Ofgem has invited National Grid Metering to be Britain’s national meter manager, and they have accepted the role.
In a new consultation, National Grid Metering have said it believes that in the transition to smart metering it has a vital role to play in the management of traditional gas metering services and wants to guide homes and businesses through the transition to smart meters.
National Grid Metering is a subsidiary of National Grid and National Grid Gas (NGG), providing metering services to around 15 million of NGG’s traditional gas meters within Britains’ regulated gas market.
National Grid was invited to accept the role of national metering manager by the regulator Ofgem, in its decision document on transmission and gas distribution price controls published July 25. National Grid was also asked, prior to the introduction of the new obligations and arrangements, to undertake a pricing consultation to review the associated regulated metering tariffs, in place since 2002.
In the consultation document National Grid Metering states that the national meter manager role centers on a national obligation for domestic meter services to be provided on request (meter provider of last resort or MPOLR). However, the company needs to understand what taking on this commitment might look like and how many meter installation requests it might generate before the obligation falls away. It is also necessary to consider the types of meters being requested – prepayment meters are generally more expensive to install and maintain than credit meters so the ratio in the overall meter population will be important.

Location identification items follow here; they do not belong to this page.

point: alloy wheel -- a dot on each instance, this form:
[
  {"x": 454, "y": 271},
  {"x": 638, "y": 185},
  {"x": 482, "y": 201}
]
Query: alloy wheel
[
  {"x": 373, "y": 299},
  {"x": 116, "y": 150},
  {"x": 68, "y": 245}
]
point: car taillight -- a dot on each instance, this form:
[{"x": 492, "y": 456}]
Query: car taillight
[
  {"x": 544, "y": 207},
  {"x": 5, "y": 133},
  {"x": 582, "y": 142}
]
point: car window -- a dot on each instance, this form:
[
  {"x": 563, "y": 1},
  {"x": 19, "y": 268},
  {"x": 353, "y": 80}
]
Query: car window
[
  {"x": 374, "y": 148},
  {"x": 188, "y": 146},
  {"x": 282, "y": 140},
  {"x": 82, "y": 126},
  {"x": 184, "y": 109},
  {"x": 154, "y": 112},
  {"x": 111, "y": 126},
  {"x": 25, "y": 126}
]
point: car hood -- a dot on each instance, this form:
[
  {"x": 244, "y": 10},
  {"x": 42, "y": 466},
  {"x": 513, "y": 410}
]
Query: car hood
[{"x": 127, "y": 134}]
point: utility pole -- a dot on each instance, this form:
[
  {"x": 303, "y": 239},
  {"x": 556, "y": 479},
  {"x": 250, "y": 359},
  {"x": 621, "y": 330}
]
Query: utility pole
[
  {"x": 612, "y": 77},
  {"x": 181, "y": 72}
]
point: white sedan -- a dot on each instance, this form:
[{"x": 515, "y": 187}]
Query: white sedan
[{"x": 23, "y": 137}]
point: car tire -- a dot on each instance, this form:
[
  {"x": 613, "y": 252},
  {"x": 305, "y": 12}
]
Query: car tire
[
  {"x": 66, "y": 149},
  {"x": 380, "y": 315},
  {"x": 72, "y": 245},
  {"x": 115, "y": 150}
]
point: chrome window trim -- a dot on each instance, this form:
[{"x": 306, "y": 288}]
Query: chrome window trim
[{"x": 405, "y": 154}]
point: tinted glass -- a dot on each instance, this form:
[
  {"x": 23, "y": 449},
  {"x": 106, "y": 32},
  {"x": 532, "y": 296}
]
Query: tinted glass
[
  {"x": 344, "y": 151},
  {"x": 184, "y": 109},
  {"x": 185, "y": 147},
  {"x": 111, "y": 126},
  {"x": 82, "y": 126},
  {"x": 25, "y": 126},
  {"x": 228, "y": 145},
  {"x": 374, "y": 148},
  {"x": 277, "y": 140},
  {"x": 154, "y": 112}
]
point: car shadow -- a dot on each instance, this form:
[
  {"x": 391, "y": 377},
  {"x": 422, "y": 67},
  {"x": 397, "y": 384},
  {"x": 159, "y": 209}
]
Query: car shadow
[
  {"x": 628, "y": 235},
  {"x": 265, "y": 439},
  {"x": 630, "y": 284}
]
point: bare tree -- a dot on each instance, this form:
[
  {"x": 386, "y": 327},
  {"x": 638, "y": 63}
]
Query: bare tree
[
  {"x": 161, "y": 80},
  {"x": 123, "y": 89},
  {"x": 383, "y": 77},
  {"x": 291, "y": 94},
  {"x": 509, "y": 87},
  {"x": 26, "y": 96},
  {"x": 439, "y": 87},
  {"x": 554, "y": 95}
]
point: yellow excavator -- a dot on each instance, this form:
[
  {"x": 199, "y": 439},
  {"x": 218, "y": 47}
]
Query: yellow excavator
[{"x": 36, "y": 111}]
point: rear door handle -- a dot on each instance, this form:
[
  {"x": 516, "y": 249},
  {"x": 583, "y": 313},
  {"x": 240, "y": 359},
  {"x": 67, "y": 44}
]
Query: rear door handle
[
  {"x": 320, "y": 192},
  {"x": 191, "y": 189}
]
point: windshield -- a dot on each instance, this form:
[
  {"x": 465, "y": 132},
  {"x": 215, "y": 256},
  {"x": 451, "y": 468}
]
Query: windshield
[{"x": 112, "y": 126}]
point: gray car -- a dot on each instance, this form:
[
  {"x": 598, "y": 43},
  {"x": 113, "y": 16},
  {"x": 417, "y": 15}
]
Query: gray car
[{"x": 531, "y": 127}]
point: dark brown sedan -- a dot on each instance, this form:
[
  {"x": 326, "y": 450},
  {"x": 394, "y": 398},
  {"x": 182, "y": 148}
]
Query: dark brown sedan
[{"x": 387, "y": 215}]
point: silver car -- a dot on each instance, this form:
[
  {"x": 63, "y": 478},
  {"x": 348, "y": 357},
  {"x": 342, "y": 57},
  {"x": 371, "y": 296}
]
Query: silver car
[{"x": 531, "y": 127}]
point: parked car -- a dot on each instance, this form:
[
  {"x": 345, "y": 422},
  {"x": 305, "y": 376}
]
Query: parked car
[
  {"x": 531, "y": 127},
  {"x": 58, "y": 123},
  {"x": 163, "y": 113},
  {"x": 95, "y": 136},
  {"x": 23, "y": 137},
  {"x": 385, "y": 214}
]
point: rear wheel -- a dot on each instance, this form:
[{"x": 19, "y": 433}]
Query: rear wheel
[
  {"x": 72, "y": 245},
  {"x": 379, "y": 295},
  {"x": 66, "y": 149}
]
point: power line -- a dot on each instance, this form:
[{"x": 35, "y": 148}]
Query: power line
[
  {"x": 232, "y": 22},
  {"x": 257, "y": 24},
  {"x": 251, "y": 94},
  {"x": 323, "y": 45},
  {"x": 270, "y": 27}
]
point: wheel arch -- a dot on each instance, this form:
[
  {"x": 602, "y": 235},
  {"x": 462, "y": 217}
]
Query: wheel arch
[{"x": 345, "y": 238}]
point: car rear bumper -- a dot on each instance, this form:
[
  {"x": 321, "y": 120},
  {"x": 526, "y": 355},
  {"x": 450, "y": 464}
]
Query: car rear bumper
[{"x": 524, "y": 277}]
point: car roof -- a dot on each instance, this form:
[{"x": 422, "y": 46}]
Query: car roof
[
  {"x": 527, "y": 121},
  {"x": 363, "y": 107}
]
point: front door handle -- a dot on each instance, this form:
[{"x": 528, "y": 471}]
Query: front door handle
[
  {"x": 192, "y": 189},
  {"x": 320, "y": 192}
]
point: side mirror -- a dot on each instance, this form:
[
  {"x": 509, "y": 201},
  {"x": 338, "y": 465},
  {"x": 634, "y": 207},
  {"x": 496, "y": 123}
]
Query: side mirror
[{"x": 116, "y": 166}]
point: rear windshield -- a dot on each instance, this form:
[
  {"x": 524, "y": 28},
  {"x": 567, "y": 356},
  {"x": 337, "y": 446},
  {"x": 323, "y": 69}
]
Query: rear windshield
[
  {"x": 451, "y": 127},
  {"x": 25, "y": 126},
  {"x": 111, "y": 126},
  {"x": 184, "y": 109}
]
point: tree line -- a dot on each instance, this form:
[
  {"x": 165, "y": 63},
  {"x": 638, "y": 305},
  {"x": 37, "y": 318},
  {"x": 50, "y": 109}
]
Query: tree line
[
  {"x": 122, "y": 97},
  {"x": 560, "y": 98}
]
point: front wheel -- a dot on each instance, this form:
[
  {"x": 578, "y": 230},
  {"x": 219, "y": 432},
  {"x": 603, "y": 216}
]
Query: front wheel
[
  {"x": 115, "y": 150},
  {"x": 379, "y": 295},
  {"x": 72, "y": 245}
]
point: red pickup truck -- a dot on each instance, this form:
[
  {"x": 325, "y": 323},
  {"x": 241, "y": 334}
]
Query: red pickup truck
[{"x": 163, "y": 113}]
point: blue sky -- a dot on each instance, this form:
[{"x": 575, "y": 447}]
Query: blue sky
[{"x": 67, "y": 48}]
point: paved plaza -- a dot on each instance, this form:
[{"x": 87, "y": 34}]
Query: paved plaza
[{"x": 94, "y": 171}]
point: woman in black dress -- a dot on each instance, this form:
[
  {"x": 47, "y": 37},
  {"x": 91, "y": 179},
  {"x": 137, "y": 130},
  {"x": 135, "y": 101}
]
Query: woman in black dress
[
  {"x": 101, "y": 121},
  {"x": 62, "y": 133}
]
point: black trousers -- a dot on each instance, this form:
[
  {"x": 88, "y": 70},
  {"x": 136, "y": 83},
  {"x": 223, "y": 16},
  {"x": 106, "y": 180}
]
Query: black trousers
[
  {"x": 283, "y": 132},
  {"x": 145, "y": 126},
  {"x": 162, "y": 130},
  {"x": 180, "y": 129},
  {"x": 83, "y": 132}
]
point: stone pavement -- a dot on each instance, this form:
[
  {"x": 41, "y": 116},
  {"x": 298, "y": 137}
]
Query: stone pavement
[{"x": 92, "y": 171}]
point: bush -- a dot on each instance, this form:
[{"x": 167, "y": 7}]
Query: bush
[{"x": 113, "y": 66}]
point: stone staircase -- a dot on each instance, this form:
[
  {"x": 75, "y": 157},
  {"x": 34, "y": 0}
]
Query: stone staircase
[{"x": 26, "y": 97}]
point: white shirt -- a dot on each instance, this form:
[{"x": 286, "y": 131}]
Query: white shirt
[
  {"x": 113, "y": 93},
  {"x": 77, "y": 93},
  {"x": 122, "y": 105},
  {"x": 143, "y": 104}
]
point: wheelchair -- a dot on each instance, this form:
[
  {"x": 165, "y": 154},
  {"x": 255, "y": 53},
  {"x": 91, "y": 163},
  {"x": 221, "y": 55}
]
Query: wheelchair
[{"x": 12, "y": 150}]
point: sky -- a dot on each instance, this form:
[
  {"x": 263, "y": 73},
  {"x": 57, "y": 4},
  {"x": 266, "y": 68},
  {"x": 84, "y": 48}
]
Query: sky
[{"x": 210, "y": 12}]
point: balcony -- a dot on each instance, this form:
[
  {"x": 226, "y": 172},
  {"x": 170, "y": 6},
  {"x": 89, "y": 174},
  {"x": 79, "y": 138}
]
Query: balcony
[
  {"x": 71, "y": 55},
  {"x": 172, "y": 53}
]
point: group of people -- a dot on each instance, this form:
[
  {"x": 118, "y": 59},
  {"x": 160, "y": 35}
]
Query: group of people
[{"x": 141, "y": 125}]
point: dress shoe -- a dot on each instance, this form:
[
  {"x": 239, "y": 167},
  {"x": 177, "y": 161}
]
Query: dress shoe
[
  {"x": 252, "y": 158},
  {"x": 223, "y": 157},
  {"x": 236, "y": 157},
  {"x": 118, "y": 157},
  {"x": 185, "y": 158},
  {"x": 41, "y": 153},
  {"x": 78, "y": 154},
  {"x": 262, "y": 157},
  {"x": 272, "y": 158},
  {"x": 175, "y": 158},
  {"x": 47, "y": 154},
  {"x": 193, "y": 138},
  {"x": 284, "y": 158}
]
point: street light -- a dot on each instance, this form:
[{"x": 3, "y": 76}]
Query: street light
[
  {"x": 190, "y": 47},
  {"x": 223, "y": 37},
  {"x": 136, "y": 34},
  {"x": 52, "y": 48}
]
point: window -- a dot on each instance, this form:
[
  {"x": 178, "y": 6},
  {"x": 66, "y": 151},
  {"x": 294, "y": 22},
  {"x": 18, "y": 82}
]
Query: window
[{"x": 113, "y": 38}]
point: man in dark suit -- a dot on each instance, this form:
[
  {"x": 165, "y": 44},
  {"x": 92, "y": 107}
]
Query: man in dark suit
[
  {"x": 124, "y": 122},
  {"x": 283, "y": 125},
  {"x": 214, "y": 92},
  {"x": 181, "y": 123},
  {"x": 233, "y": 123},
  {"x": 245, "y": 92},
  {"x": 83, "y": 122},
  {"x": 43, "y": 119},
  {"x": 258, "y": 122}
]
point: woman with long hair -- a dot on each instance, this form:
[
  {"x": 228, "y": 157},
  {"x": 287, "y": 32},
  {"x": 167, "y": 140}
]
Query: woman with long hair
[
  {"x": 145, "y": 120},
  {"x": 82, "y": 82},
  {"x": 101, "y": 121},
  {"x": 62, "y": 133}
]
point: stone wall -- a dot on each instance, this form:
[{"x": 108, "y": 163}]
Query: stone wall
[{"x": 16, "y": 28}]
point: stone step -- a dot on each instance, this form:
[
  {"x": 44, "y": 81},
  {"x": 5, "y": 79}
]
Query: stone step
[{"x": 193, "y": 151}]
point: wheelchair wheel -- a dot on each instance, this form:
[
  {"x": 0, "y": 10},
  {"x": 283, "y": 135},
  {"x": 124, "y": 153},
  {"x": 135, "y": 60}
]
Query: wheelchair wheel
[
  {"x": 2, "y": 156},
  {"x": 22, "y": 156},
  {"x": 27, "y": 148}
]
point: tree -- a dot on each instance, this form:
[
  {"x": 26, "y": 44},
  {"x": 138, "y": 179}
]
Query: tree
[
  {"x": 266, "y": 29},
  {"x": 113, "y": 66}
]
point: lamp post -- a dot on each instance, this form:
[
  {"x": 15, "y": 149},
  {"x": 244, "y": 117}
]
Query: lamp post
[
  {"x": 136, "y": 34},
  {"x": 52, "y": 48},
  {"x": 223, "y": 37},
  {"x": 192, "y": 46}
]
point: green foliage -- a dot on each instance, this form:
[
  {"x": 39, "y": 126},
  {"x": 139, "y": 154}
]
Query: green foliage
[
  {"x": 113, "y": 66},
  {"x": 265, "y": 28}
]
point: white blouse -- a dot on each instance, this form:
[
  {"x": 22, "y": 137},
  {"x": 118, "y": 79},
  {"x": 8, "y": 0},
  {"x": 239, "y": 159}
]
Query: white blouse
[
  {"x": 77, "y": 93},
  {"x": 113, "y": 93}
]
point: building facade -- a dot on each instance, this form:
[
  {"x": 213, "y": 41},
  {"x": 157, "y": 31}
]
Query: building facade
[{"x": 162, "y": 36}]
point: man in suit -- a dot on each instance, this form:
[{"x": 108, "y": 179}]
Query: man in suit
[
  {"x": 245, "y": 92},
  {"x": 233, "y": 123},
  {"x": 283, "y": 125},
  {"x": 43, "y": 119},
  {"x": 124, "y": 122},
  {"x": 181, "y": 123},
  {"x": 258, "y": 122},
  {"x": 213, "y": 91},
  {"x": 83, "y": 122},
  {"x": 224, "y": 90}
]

In addition to the specific role and obligations of the national meter manager, other proposed issues for the pricing consultation include:
- Traditional meter displacement rates to achieve the smart rollout timetable
- Regulatory asset value (RAV) allocation methodologies for domestic and I&C businesses
- Meter provision and metering services prices
- The period to which the pricing determination should apply
- Provision of supporting services.
The consultation for pricing is to run from mid-September until the end of October, then the final proposals would then be delivered to Ofgem by mid- December for the end of the year, when the final plans will be made.